Беатриче изумленно взглянула на нее.
– Отрезаны части тел? У убитых в Уайтчепеле? Но это не имеет никакого смысла. Есть только одна причина собирать части мертвых тел – но подобному эксперименту уже сотня лет! Именно этот эксперимент провел Франкенштейн. Зачем бы кому-то в наши дни его повторять? Опыты моего отца и его коллег были куда тоньше и сложнее в теории. Они работали над развитием человечества в определенных направлениях. Мой отец хотел укрепить человеческую расу свойствами различных растительных эссенций. Доктор Моро и ваш отец изучали отличия человека от животных в попытке возвысить человеческую расу над животным началом. Они пытались очистить и облагородить человечество, ставили перед собой высокие цели, и в юности я считала их мудрейшими людьми на свете, думала, что они приведут нас в новый золотой век. С тех пор я успела усомниться в их методах, но в любом случае эта история про отрезанные части тела мне совершенно непонятна.
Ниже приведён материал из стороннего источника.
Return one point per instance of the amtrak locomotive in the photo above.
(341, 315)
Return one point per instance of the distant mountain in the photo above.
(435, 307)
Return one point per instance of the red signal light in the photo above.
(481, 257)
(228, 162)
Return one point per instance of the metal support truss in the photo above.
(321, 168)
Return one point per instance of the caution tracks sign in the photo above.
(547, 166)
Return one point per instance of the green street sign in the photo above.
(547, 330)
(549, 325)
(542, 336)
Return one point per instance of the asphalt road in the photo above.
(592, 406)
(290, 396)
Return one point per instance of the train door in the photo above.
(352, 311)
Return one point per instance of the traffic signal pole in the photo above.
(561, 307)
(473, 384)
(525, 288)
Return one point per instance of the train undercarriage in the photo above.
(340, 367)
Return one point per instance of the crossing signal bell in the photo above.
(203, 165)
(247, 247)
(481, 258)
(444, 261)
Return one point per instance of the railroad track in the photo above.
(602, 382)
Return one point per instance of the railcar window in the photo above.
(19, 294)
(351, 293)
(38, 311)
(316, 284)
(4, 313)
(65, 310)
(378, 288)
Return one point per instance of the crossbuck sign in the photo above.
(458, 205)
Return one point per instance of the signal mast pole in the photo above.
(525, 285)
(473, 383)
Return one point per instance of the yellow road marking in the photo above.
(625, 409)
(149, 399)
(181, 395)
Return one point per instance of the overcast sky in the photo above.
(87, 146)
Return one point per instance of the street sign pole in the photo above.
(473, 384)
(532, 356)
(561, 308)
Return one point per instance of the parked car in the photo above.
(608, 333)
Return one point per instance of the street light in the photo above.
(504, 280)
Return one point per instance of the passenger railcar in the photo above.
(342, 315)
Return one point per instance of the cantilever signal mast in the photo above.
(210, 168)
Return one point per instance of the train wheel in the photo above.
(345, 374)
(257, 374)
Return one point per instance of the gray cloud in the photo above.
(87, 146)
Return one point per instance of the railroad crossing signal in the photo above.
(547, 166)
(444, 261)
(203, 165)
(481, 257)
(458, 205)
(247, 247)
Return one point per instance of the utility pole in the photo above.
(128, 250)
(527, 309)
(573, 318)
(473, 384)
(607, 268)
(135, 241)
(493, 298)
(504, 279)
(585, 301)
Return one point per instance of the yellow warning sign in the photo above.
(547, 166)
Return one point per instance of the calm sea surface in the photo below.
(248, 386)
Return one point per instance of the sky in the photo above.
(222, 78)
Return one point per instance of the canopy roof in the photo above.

Она допила свой растительный отвар и поставила пустую кружку на подоконник. Диана дожевала свой тост, засунула в рот вареное яйцо целиком и зачавкала.
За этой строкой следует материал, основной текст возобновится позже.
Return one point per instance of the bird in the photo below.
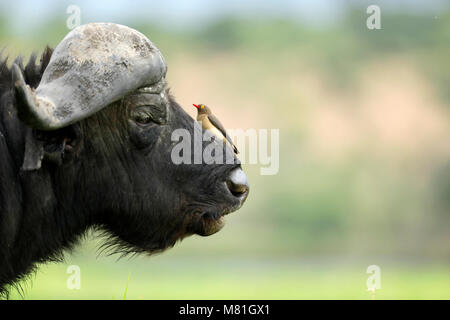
(212, 124)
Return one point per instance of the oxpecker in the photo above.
(213, 125)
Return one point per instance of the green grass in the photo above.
(237, 278)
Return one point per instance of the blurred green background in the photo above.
(364, 121)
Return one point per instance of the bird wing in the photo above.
(216, 123)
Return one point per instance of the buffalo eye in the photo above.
(142, 115)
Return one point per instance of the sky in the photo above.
(25, 14)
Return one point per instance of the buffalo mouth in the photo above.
(210, 223)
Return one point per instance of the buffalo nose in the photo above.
(238, 183)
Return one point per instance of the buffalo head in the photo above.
(102, 119)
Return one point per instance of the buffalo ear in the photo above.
(34, 152)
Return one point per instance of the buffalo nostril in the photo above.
(238, 183)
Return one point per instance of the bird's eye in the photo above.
(142, 116)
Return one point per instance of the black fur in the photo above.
(105, 172)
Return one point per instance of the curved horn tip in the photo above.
(27, 105)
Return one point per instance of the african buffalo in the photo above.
(85, 142)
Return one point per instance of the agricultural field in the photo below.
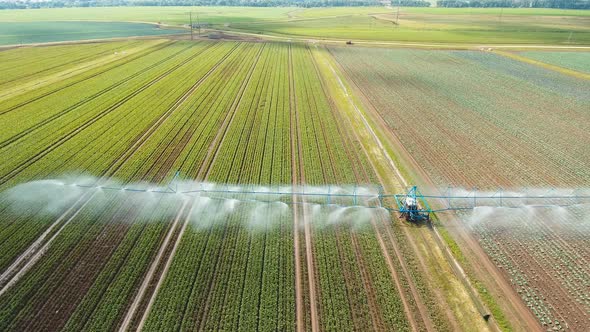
(221, 114)
(419, 25)
(479, 119)
(13, 33)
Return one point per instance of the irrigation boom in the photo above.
(412, 204)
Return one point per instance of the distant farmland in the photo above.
(474, 119)
(12, 33)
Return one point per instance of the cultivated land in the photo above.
(257, 113)
(475, 119)
(438, 25)
(281, 116)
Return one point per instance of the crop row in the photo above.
(93, 159)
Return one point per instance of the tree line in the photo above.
(563, 4)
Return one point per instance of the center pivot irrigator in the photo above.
(412, 205)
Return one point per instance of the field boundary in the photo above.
(559, 69)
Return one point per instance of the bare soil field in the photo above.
(476, 119)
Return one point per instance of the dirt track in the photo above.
(299, 313)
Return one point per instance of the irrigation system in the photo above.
(412, 204)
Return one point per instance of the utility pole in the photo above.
(199, 24)
(190, 15)
(397, 15)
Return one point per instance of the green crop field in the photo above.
(228, 113)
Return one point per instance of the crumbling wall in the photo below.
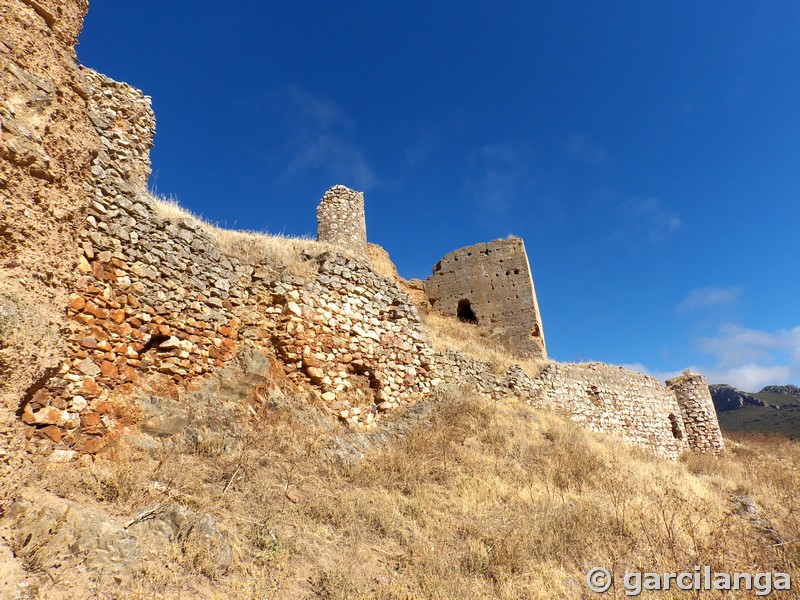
(603, 398)
(354, 335)
(490, 285)
(610, 399)
(341, 220)
(156, 305)
(46, 147)
(699, 416)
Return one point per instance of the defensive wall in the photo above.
(153, 303)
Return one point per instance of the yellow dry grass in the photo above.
(250, 247)
(485, 499)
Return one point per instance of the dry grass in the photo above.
(450, 333)
(486, 499)
(287, 253)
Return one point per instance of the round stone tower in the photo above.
(341, 220)
(697, 409)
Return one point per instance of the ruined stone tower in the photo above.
(341, 220)
(697, 409)
(491, 286)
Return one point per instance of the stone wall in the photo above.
(145, 303)
(341, 220)
(603, 398)
(46, 146)
(158, 306)
(354, 335)
(490, 284)
(697, 409)
(610, 399)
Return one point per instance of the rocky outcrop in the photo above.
(727, 397)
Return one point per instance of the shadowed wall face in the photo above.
(341, 220)
(490, 285)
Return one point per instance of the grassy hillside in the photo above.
(480, 499)
(764, 419)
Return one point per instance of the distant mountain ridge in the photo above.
(775, 409)
(727, 397)
(788, 390)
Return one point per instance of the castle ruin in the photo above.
(490, 285)
(341, 220)
(156, 303)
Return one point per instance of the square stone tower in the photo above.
(341, 220)
(490, 285)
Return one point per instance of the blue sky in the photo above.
(648, 153)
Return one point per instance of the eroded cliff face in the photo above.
(47, 144)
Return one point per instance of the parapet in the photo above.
(490, 285)
(341, 220)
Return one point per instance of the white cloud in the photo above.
(500, 176)
(321, 138)
(648, 219)
(745, 358)
(421, 149)
(581, 148)
(707, 297)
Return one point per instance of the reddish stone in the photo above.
(129, 374)
(98, 271)
(109, 369)
(77, 303)
(41, 397)
(90, 419)
(90, 389)
(89, 342)
(84, 319)
(49, 415)
(122, 330)
(52, 432)
(96, 311)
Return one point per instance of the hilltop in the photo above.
(189, 410)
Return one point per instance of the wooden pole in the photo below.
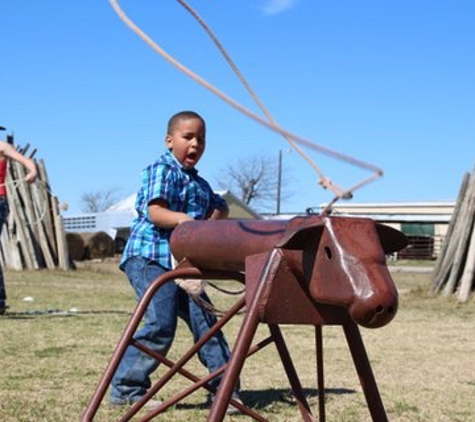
(442, 259)
(467, 219)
– Однако девушки убиты, – возразила Мэри. – И у них отсутствуют части тел – ноги, руки, головы. У двух убитых извлечены мозги. И мы работаем над раскрытием этой тайны. Вы сказали, что есть только одна причина собирать части мертвых тел, но не назвали этой причины. В чем заключался эксперимент Франкенштейна?
– В том, чтобы из частей тел мертвецов собрать живое существо, – пояснила Беатриче. – Соединить эти члены воедино и создать живую женщину. Франкеншейн смог этого добиться – правда, не с женским телом, а с мужским. Он создал живой труп, который оказался сущим чудовищем.
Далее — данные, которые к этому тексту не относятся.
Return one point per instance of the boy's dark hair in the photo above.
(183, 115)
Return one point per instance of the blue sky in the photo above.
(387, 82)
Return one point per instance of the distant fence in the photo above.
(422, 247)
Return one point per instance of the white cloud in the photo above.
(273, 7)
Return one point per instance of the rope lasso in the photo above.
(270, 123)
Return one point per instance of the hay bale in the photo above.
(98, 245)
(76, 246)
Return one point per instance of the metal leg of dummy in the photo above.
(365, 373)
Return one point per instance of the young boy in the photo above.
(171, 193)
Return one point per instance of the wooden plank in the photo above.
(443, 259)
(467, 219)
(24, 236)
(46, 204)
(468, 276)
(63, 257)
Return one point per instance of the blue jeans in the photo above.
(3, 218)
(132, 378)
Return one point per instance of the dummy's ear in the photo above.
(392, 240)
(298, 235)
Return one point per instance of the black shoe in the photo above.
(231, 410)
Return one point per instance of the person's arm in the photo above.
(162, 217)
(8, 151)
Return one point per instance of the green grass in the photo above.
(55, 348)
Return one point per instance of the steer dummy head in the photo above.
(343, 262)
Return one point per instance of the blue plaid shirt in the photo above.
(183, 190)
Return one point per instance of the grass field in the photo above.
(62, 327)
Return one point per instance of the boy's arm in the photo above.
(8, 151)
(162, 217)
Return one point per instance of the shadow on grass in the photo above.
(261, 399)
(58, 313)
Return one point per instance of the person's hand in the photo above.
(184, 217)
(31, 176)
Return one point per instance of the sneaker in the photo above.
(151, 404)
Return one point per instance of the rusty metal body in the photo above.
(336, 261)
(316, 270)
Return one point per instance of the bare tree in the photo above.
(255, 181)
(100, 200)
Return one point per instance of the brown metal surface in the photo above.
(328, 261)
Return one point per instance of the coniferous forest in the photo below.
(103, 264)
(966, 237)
– Обалдеть! – выдохнула Диана и так и осталась с открытым ртом, в котором виднелась недожеванная еда.
– Но это просто ужасно! – воскликнула Мэри. – Не могу представить, что может толкнуть человека на подобное действие.
– Любовь к науке ради науки, – сказала Беатриче. – А кроме того, возможность выйти за пределы ограниченного человеческого бытия. Конечно, вы не можете не оценить красоту подобного стремления, даже если и не одобряете методов, которые для него использовались. И, разумеется, никакая благородная цель не оправдывает убийства пяти женщин. Но эксперимент Франкенштейна был грубым, топорным. Методы моего отца…
– Сделали вас ядовитой, – закончила за нее Мэри.
Беатриче опустила глаза и просто молча смотрела на свои руки, сложенные на коленях.
Мэри не знала, что теперь сказать. Она, похоже, глубоко оскорбила Беатриче, хотя совершенно не хотела этого делать, но эти эксперименты – они были порочны. Конечно, они же все были согласны с таким определением? Мэри вспомнилась Молли Кин, лежащая в луже собственной крови…
Диана рыгнула и вытерла губы рукой. Мэри даже не одернула ее. Она все еще не находила слов.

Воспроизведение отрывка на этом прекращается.